I submitted an estimate for 2020 income between these two numbers, which should result in my wife and me on a paid ACA plan and my kids on Apple Health.

All looked well at first. The system let me sign my wife and me up for a subsidized ACA plan, put my kids on Apple Health, and I received insurance cards for everyone for the upcoming year.

A few weeks ago I received a notification that they needed confirmation of my income for the last 60 days from two companies: the employer I left in August, and also the company I spent three days with as a background actor. At that point I had not worked for either organization in the past 60 days.
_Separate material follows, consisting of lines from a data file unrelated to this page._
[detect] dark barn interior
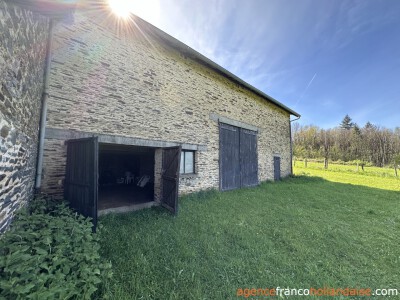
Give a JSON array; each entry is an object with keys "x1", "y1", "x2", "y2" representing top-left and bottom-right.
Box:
[{"x1": 98, "y1": 144, "x2": 154, "y2": 211}]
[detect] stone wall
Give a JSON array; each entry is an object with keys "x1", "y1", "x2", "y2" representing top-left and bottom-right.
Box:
[
  {"x1": 43, "y1": 11, "x2": 290, "y2": 198},
  {"x1": 0, "y1": 0, "x2": 49, "y2": 232}
]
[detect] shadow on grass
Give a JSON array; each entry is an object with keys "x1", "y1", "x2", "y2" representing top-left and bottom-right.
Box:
[{"x1": 100, "y1": 176, "x2": 400, "y2": 299}]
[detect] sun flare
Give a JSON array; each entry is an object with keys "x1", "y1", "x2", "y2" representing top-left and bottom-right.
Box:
[
  {"x1": 108, "y1": 0, "x2": 132, "y2": 19},
  {"x1": 107, "y1": 0, "x2": 160, "y2": 23}
]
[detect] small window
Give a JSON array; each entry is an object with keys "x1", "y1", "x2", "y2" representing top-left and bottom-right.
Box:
[{"x1": 180, "y1": 150, "x2": 194, "y2": 174}]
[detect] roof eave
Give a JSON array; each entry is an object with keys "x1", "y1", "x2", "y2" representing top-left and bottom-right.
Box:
[{"x1": 135, "y1": 16, "x2": 301, "y2": 118}]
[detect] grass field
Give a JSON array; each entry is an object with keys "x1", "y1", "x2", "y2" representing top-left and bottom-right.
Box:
[
  {"x1": 294, "y1": 161, "x2": 400, "y2": 191},
  {"x1": 100, "y1": 167, "x2": 400, "y2": 299}
]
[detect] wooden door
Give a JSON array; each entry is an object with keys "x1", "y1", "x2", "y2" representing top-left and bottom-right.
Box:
[
  {"x1": 240, "y1": 128, "x2": 258, "y2": 187},
  {"x1": 64, "y1": 137, "x2": 98, "y2": 231},
  {"x1": 219, "y1": 123, "x2": 240, "y2": 191},
  {"x1": 161, "y1": 146, "x2": 182, "y2": 215},
  {"x1": 274, "y1": 156, "x2": 281, "y2": 180}
]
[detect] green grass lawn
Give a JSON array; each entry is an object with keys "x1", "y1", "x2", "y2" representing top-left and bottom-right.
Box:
[
  {"x1": 100, "y1": 168, "x2": 400, "y2": 299},
  {"x1": 294, "y1": 161, "x2": 400, "y2": 191}
]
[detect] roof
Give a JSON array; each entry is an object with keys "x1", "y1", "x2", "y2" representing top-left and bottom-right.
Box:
[
  {"x1": 6, "y1": 0, "x2": 300, "y2": 117},
  {"x1": 135, "y1": 15, "x2": 300, "y2": 117}
]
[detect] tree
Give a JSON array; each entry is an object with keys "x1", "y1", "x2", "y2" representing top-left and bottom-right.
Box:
[{"x1": 340, "y1": 115, "x2": 354, "y2": 130}]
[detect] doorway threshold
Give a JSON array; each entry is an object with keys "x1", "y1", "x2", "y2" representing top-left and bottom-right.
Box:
[{"x1": 97, "y1": 201, "x2": 160, "y2": 217}]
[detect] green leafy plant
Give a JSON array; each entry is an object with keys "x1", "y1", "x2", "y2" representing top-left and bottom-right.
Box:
[{"x1": 0, "y1": 198, "x2": 111, "y2": 299}]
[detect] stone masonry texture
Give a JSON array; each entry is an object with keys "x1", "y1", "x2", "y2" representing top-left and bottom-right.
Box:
[
  {"x1": 0, "y1": 0, "x2": 49, "y2": 232},
  {"x1": 43, "y1": 11, "x2": 290, "y2": 197}
]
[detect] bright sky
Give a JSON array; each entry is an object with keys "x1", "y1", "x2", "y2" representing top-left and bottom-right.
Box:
[{"x1": 121, "y1": 0, "x2": 400, "y2": 128}]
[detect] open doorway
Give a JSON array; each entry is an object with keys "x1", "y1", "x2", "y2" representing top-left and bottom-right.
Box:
[
  {"x1": 98, "y1": 144, "x2": 155, "y2": 213},
  {"x1": 64, "y1": 136, "x2": 182, "y2": 231}
]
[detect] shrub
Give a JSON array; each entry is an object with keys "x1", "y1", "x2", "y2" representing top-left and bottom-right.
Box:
[{"x1": 0, "y1": 199, "x2": 111, "y2": 299}]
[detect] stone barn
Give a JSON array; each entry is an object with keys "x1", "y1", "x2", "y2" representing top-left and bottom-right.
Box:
[{"x1": 0, "y1": 0, "x2": 300, "y2": 232}]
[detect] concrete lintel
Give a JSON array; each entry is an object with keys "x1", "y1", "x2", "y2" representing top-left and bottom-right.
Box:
[
  {"x1": 45, "y1": 127, "x2": 207, "y2": 151},
  {"x1": 210, "y1": 113, "x2": 261, "y2": 133}
]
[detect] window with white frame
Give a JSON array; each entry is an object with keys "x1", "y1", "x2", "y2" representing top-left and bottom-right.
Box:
[{"x1": 180, "y1": 150, "x2": 194, "y2": 174}]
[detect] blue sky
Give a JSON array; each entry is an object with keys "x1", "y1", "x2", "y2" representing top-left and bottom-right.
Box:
[{"x1": 132, "y1": 0, "x2": 400, "y2": 128}]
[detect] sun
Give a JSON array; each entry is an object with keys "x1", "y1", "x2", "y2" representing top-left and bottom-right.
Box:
[
  {"x1": 108, "y1": 0, "x2": 132, "y2": 19},
  {"x1": 107, "y1": 0, "x2": 160, "y2": 24}
]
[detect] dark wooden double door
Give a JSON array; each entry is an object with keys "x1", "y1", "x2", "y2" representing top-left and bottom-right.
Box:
[
  {"x1": 219, "y1": 123, "x2": 258, "y2": 191},
  {"x1": 64, "y1": 137, "x2": 181, "y2": 230}
]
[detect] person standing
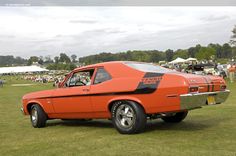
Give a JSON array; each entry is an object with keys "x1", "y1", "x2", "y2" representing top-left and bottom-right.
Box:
[{"x1": 228, "y1": 63, "x2": 236, "y2": 83}]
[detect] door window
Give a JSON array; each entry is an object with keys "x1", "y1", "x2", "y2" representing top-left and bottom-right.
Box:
[{"x1": 94, "y1": 68, "x2": 111, "y2": 84}]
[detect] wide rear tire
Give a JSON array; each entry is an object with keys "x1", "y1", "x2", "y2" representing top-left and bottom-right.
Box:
[
  {"x1": 111, "y1": 101, "x2": 147, "y2": 134},
  {"x1": 162, "y1": 111, "x2": 188, "y2": 123},
  {"x1": 30, "y1": 104, "x2": 47, "y2": 128}
]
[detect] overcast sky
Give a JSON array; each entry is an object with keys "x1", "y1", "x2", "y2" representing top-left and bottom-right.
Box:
[{"x1": 0, "y1": 7, "x2": 236, "y2": 58}]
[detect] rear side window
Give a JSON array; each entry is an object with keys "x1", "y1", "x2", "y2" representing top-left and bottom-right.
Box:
[
  {"x1": 94, "y1": 68, "x2": 111, "y2": 84},
  {"x1": 125, "y1": 62, "x2": 173, "y2": 73}
]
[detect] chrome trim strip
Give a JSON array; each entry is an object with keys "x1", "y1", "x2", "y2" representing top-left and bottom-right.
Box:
[{"x1": 180, "y1": 90, "x2": 230, "y2": 110}]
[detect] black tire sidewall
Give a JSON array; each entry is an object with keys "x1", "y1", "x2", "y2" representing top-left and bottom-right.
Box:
[
  {"x1": 30, "y1": 104, "x2": 47, "y2": 128},
  {"x1": 111, "y1": 101, "x2": 146, "y2": 134}
]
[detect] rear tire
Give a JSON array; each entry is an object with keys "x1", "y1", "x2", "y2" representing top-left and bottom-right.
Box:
[
  {"x1": 30, "y1": 104, "x2": 47, "y2": 128},
  {"x1": 161, "y1": 111, "x2": 188, "y2": 123},
  {"x1": 111, "y1": 101, "x2": 147, "y2": 134}
]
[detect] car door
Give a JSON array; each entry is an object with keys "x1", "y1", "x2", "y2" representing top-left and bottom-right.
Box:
[
  {"x1": 52, "y1": 69, "x2": 94, "y2": 117},
  {"x1": 90, "y1": 67, "x2": 112, "y2": 118}
]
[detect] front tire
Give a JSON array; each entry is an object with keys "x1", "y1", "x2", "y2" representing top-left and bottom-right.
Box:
[
  {"x1": 162, "y1": 111, "x2": 188, "y2": 123},
  {"x1": 111, "y1": 101, "x2": 147, "y2": 134},
  {"x1": 30, "y1": 104, "x2": 47, "y2": 128}
]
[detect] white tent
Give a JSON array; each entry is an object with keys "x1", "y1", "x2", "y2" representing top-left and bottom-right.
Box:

I had collected a letter confirming termination of employment from my corporate job before I left, so I sent that in plus all my pay statements for the acting gig and crossed my fingers that this would satisfy the bureaucrats.

Spoiler alert…it didn’t.

Two weeks later they sent me a notification that they had not received the requested documentation in the required timeframe and so my sons would have their health insurance canceled effective at the end of the month.

Needless to say, I was displeased with this. In response I (gasp) made a phone call. After explaining the situation and waiting on hold for about half an hour while they looked things over, they told me that they had verified my income based on the documents I had submitted, and that my sons should be back on Apple Health.
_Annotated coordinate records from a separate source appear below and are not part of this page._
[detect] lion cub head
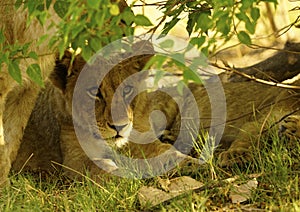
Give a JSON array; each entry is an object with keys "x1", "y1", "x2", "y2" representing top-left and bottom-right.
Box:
[{"x1": 50, "y1": 42, "x2": 153, "y2": 147}]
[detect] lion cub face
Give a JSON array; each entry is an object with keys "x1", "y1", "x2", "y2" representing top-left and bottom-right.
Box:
[{"x1": 50, "y1": 46, "x2": 151, "y2": 147}]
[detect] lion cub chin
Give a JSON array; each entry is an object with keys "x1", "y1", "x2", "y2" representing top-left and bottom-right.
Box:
[{"x1": 13, "y1": 42, "x2": 199, "y2": 180}]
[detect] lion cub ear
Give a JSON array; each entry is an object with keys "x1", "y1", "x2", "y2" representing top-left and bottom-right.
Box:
[
  {"x1": 132, "y1": 40, "x2": 155, "y2": 68},
  {"x1": 49, "y1": 50, "x2": 85, "y2": 92}
]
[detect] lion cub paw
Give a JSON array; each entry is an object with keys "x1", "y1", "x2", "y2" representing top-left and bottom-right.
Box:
[
  {"x1": 279, "y1": 115, "x2": 300, "y2": 140},
  {"x1": 218, "y1": 147, "x2": 251, "y2": 167}
]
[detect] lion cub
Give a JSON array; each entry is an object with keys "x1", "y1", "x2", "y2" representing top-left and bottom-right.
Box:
[{"x1": 13, "y1": 44, "x2": 300, "y2": 181}]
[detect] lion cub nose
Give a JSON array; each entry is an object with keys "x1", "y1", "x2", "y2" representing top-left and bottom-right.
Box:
[
  {"x1": 109, "y1": 124, "x2": 127, "y2": 132},
  {"x1": 113, "y1": 124, "x2": 127, "y2": 132}
]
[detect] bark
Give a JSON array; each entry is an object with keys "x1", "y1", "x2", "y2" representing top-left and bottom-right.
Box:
[{"x1": 228, "y1": 42, "x2": 300, "y2": 82}]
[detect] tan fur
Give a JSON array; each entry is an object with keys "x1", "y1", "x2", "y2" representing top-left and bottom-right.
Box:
[
  {"x1": 14, "y1": 43, "x2": 300, "y2": 179},
  {"x1": 0, "y1": 0, "x2": 57, "y2": 186}
]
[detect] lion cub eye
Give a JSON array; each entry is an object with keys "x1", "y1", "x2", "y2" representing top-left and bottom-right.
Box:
[
  {"x1": 87, "y1": 87, "x2": 101, "y2": 98},
  {"x1": 123, "y1": 85, "x2": 133, "y2": 97}
]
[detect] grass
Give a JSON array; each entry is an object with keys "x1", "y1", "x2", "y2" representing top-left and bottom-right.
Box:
[{"x1": 0, "y1": 130, "x2": 300, "y2": 211}]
Fast forward to this morning and I received an email notification from the exchange, with official written documentation of the new change in our status. I logged in to look it over and discovered that not only were my sons added back to Apple Health, but my wife and I were as well! Something the phone representative did must have bumped our estimated income below the threshold, and they didn’t see fit to mention “and oh by the way we’re cancelling your private insurance and moving you to Apple Health.”